Jerome Kerviel Says SocGen Superiors ‘Helped’ Him Make Disputed Trades

Discussion in 'Wall St. News' started by ASusilovic, May 26, 2010.

  1. May 26 (Bloomberg) -- Jerome Kerviel, who goes on trial next month over his role in Societe Generale SA’s 4.9 billion- euro ($6 billion) trading loss, said his superiors “helped” him make the futures bets at the center of the case.

    “I’m innocent,” Kerviel, 33, said in a Bloomberg Television interview yesterday outside his lawyer’s Paris office. “I want to prove to everybody that my superiors knew what I was doing and helped me to do it, to make more money for the bank.”

    Societe Generale, France’s second-largest bank by market value, disclosed the loss in January 2008, saying it occurred after unwinding unauthorized positions taken by a lone employee. While Kerviel has previously said the bank knew about the trades, he now explicitly says his supervisors helped him.

    “The more money you get for the bank,” Kerviel said in the interview two weeks before the trial is scheduled to start in Paris. “The more the bank asks you for. My only objective was to make money for the bank.”

    Kerviel is charged with abuse of trust, falsifying documents and hacking into bank computers. He faces as many as five years in prison if found guilty at the trial that starts June 8.

    Waiting for Kerviel

    Jean Veil, a lawyer for Societe Generale, said in a telephone interview that he is “waiting for Mr. Kerviel to prove” that his superiors aided him in his bets.

    Paris-based Societe Generale will ask the court to make Kerviel pay it 4.9 billion euros as “reparation for the financial cost of unwinding the fraudulent operations, as well as the cost of the recapitalization,” Veil said.

    The June trial will bring the banking sector and the trading culture under the judges’ scrutiny, as well as the question of his own guilt, Kerviel said.

    “My first goal is to defend myself and to prove” that the bank hierarchy knew of his activities, said Kerviel, wearing blue jeans, a black v-necked shirt, and gray pinstriped jacket on a sunny day with temperatures of 86 degrees Fahrenheit (30 degrees Celsius). “I hope perhaps one of the upsides of the trial will be to expose the practices” of traders.

    Kerviel worked on Societe Generale’s Delta One trading desk, specializing in European stock market index futures.

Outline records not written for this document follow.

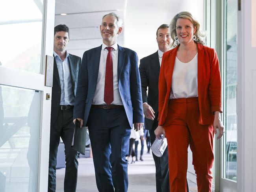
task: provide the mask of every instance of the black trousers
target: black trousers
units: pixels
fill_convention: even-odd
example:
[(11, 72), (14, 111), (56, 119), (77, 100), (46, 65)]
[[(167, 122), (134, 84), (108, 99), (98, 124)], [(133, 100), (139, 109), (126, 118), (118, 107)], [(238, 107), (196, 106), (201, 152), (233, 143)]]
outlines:
[(51, 125), (49, 157), (48, 192), (56, 190), (56, 164), (59, 137), (65, 147), (66, 170), (64, 192), (75, 192), (77, 181), (78, 153), (71, 147), (74, 125), (73, 123), (73, 109), (59, 111), (56, 121)]

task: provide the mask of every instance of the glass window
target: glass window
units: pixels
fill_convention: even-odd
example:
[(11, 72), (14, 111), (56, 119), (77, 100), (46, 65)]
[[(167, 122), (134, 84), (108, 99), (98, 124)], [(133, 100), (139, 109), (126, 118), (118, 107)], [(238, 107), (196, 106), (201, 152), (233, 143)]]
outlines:
[(237, 13), (236, 0), (225, 0), (224, 5), (224, 178), (236, 181), (237, 116)]
[(1, 0), (0, 65), (41, 72), (43, 2)]
[(40, 99), (0, 85), (0, 191), (37, 191)]

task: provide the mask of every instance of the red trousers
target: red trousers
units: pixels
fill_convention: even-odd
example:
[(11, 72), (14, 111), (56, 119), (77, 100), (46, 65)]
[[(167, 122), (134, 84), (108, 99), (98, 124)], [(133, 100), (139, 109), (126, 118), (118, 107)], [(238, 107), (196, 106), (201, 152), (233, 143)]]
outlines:
[(211, 191), (213, 163), (212, 125), (199, 124), (197, 98), (170, 100), (163, 126), (168, 142), (171, 192), (187, 192), (187, 148), (193, 154), (198, 192)]

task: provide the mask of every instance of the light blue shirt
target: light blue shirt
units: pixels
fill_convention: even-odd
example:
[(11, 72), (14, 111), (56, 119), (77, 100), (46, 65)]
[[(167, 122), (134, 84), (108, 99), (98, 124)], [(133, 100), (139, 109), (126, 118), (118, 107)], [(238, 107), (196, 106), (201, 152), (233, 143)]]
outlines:
[(57, 66), (58, 68), (61, 93), (59, 105), (74, 105), (74, 98), (73, 94), (73, 89), (71, 79), (69, 71), (69, 66), (68, 57), (69, 55), (66, 51), (66, 58), (62, 61), (59, 56), (54, 51), (53, 54), (55, 57)]

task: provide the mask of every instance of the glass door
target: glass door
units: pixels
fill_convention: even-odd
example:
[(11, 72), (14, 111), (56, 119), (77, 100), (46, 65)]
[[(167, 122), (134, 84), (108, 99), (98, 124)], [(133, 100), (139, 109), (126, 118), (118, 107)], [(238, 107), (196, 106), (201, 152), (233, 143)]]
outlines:
[(45, 63), (53, 54), (54, 7), (55, 1), (1, 2), (1, 192), (47, 190), (52, 88), (45, 86)]
[(236, 191), (237, 115), (237, 0), (224, 0), (223, 123), (221, 191)]

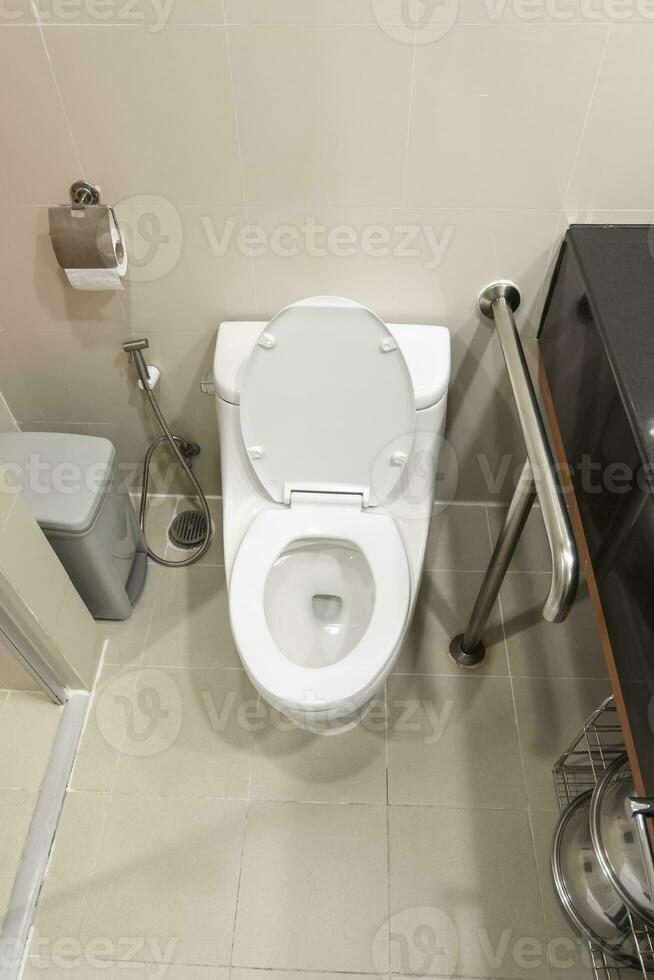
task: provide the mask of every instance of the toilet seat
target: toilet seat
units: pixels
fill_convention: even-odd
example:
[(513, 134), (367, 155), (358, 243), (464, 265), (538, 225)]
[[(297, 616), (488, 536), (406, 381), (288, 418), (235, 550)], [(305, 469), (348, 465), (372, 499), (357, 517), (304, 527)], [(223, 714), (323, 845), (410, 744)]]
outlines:
[[(329, 499), (322, 494), (306, 496)], [(275, 643), (266, 620), (264, 590), (274, 562), (285, 549), (321, 538), (359, 548), (372, 573), (375, 601), (368, 627), (349, 654), (326, 667), (304, 667), (289, 660)], [(359, 506), (315, 503), (263, 510), (237, 551), (229, 605), (241, 659), (265, 697), (283, 710), (320, 712), (343, 705), (355, 709), (376, 690), (408, 617), (409, 567), (398, 528), (388, 515), (361, 510), (360, 498)]]
[(386, 324), (358, 303), (317, 297), (278, 313), (248, 358), (240, 406), (252, 469), (279, 503), (313, 490), (374, 506), (402, 478), (411, 374)]

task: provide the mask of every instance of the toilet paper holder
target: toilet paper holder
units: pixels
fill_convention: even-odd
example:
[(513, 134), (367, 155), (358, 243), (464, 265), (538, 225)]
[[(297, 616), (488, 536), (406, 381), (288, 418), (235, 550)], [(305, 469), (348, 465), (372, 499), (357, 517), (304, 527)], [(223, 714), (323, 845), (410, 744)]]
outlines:
[[(114, 209), (100, 204), (100, 190), (87, 180), (70, 188), (72, 204), (48, 209), (50, 239), (62, 269), (116, 269), (125, 256)], [(118, 241), (112, 238), (112, 222)]]

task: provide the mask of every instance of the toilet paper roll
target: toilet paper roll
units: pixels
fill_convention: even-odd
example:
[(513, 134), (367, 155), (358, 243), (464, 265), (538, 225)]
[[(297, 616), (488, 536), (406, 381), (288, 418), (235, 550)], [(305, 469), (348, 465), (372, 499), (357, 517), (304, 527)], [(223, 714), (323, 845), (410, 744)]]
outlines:
[(127, 272), (127, 246), (121, 236), (112, 210), (109, 211), (111, 226), (111, 244), (116, 256), (115, 269), (100, 267), (99, 269), (66, 269), (66, 275), (73, 289), (106, 290), (122, 289), (121, 282)]

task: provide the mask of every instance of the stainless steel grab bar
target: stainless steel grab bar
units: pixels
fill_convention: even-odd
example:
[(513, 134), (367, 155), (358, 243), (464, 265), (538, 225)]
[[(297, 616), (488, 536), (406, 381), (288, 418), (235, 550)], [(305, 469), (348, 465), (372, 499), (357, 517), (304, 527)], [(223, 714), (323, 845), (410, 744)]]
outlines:
[(574, 535), (513, 317), (520, 299), (518, 287), (506, 280), (490, 283), (479, 296), (480, 312), (495, 323), (527, 447), (527, 460), (465, 633), (455, 636), (450, 644), (450, 655), (462, 667), (478, 667), (485, 657), (482, 635), (536, 496), (552, 559), (552, 579), (543, 606), (543, 619), (550, 623), (562, 622), (577, 593), (579, 560)]

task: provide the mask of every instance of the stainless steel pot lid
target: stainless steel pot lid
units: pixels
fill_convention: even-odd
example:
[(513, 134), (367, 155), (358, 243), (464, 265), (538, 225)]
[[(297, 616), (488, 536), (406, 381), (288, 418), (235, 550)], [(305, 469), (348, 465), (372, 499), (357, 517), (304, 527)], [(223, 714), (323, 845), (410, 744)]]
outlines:
[(654, 902), (630, 797), (636, 795), (626, 753), (602, 774), (590, 804), (590, 834), (604, 873), (628, 909), (654, 926)]
[(629, 915), (604, 872), (590, 836), (592, 790), (562, 814), (552, 843), (554, 888), (577, 932), (619, 964), (638, 966)]

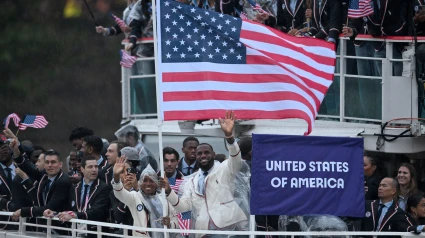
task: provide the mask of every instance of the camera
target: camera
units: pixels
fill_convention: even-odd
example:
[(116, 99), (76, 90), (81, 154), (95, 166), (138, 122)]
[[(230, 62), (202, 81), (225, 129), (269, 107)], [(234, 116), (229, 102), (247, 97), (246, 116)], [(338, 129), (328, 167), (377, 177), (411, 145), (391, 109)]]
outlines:
[(81, 160), (81, 158), (83, 158), (83, 156), (84, 156), (84, 153), (82, 152), (82, 151), (77, 151), (77, 159), (78, 160)]

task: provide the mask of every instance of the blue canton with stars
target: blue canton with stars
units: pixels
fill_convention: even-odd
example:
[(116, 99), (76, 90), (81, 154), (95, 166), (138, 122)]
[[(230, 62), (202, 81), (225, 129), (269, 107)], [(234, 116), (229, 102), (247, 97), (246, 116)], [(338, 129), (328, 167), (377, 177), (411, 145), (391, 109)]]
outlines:
[(239, 42), (241, 19), (173, 0), (159, 2), (163, 63), (246, 63), (246, 48)]

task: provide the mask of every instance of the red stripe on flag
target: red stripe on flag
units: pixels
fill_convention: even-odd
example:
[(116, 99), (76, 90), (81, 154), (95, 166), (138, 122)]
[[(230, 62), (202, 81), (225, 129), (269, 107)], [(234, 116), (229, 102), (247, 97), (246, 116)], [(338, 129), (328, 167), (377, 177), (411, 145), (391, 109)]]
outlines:
[[(261, 110), (233, 110), (238, 119), (286, 119), (300, 118), (308, 123), (308, 131), (311, 131), (312, 121), (308, 114), (301, 110), (289, 109), (279, 111)], [(221, 118), (226, 110), (193, 110), (193, 111), (164, 111), (164, 119), (172, 120), (199, 120), (205, 118)]]
[[(244, 38), (244, 39), (255, 40), (255, 41), (264, 41), (264, 37), (267, 37), (267, 43), (269, 43), (269, 44), (279, 45), (279, 46), (288, 48), (290, 50), (302, 53), (303, 55), (313, 59), (316, 62), (320, 62), (321, 64), (332, 65), (335, 62), (335, 59), (325, 57), (325, 56), (316, 55), (316, 54), (312, 54), (312, 53), (306, 51), (305, 49), (303, 49), (302, 47), (297, 47), (297, 46), (288, 44), (285, 41), (285, 40), (288, 40), (288, 41), (294, 42), (293, 39), (285, 39), (283, 37), (278, 38), (278, 37), (273, 37), (273, 36), (270, 36), (270, 35), (266, 35), (266, 34), (262, 34), (262, 33), (258, 33), (258, 32), (252, 32), (252, 31), (248, 31), (248, 30), (241, 31), (241, 38)], [(292, 37), (292, 38), (299, 38), (299, 37)], [(304, 39), (306, 39), (306, 38), (304, 38)], [(300, 43), (300, 44), (305, 45), (305, 41)], [(296, 58), (292, 58), (292, 59), (297, 60)]]
[[(260, 63), (262, 63), (262, 64), (264, 64), (264, 62), (267, 62), (267, 61), (273, 61), (272, 59), (269, 59), (269, 58), (267, 58), (267, 57), (264, 57), (264, 56), (260, 56), (260, 55), (258, 55), (258, 56), (248, 56), (248, 57), (246, 57), (246, 63), (247, 64), (260, 64)], [(310, 91), (311, 89), (315, 89), (315, 90), (317, 90), (317, 91), (319, 91), (319, 92), (321, 92), (321, 93), (326, 93), (326, 91), (328, 90), (328, 87), (326, 87), (325, 85), (322, 85), (322, 84), (320, 84), (320, 83), (317, 83), (317, 82), (315, 82), (315, 81), (313, 81), (313, 80), (310, 80), (310, 79), (307, 79), (307, 78), (305, 78), (305, 77), (303, 77), (303, 76), (301, 76), (301, 75), (299, 75), (299, 74), (297, 74), (297, 72), (293, 72), (292, 70), (290, 70), (290, 69), (288, 69), (288, 68), (286, 68), (286, 67), (284, 67), (284, 66), (281, 66), (282, 68), (284, 68), (285, 70), (287, 70), (287, 71), (289, 71), (289, 72), (291, 72), (291, 73), (293, 73), (294, 75), (296, 75), (298, 78), (300, 78), (309, 88), (307, 89), (307, 88), (305, 88), (304, 86), (304, 88), (305, 88), (305, 90), (304, 91)], [(285, 78), (288, 78), (289, 80), (290, 80), (290, 82), (291, 83), (293, 83), (293, 84), (297, 84), (297, 86), (298, 85), (301, 85), (299, 82), (297, 82), (296, 80), (294, 80), (294, 79), (292, 79), (290, 76), (283, 76), (283, 75), (279, 75), (278, 77), (280, 77), (280, 78), (283, 78), (283, 77), (285, 77)]]
[[(268, 93), (242, 93), (242, 92), (223, 92), (223, 91), (196, 91), (196, 92), (165, 92), (163, 94), (164, 102), (167, 101), (192, 101), (196, 100), (235, 100), (238, 101), (257, 101), (273, 102), (280, 100), (294, 100), (305, 104), (314, 115), (316, 110), (310, 102), (303, 96), (294, 92), (268, 92)], [(239, 116), (239, 115), (238, 115)]]
[[(307, 87), (294, 79), (288, 77), (282, 77), (282, 75), (275, 74), (228, 74), (218, 72), (186, 72), (186, 73), (163, 73), (163, 82), (199, 82), (199, 81), (218, 81), (218, 82), (232, 82), (232, 83), (290, 83), (313, 98), (316, 103), (316, 107), (319, 108), (320, 101), (317, 99)], [(314, 83), (312, 81), (307, 82), (307, 86), (315, 88), (316, 90), (323, 92), (327, 88), (321, 84)], [(326, 91), (325, 91), (326, 92)], [(325, 93), (324, 92), (324, 93)], [(196, 99), (192, 98), (192, 100)], [(235, 98), (233, 98), (234, 100)], [(256, 98), (254, 98), (256, 100)]]

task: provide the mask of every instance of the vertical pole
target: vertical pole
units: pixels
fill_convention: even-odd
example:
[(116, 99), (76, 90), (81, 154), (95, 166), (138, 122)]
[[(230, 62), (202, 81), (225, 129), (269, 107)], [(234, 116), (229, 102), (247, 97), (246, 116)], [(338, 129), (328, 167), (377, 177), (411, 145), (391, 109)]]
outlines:
[(102, 226), (97, 225), (97, 238), (102, 238)]
[(71, 235), (73, 238), (77, 237), (77, 223), (71, 223)]
[(339, 121), (343, 122), (345, 117), (345, 74), (347, 55), (347, 40), (339, 38)]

His job was to arbitrage small price differences between contracts, not to take bets on the markets’ direction. His positions, mostly on Germany’s DAX Index and the pan-European Euro Stoxx 50, had losses of 1.4 billion euros when Societe Generale discovered the fraud. The bank said it lost an additional 3.5 billion euros liquidating the stakes as European markets fell.

    http://www.bloomberg.com/apps/news?pid=20601109&sid=aL1HPGZr_TyY&pos=11

    Kerviel, you lousy lyer. 30 years in prison is not enough for you !:mad: :mad: :mad:
     
  2. As long as a firm keeps getting bailed out by their governments, I doubt they'd be using any "risk controls"
     
  3. TraDaToR

    TraDaToR

    I would love to see him sentenced to pay some enormous amount to socgen, because that's all he deserves, more than prison. Perhaps not 4.9 B but 100 mil would be fair.

    Then he would have to do a lot of interviews and write a lot of books like he does right now to offset that.
     
  4. subban

    subban

    They are not going to find anything tangible on his superiors. All Risk managers do this. They put one thing in email that shows they are trying to control risk and they say another thing on the trading floor. that gives them plausible deniability. Sorry, Kerviel you are the patsy and you are the one that is going to be screwed in prison, literally and figurativly.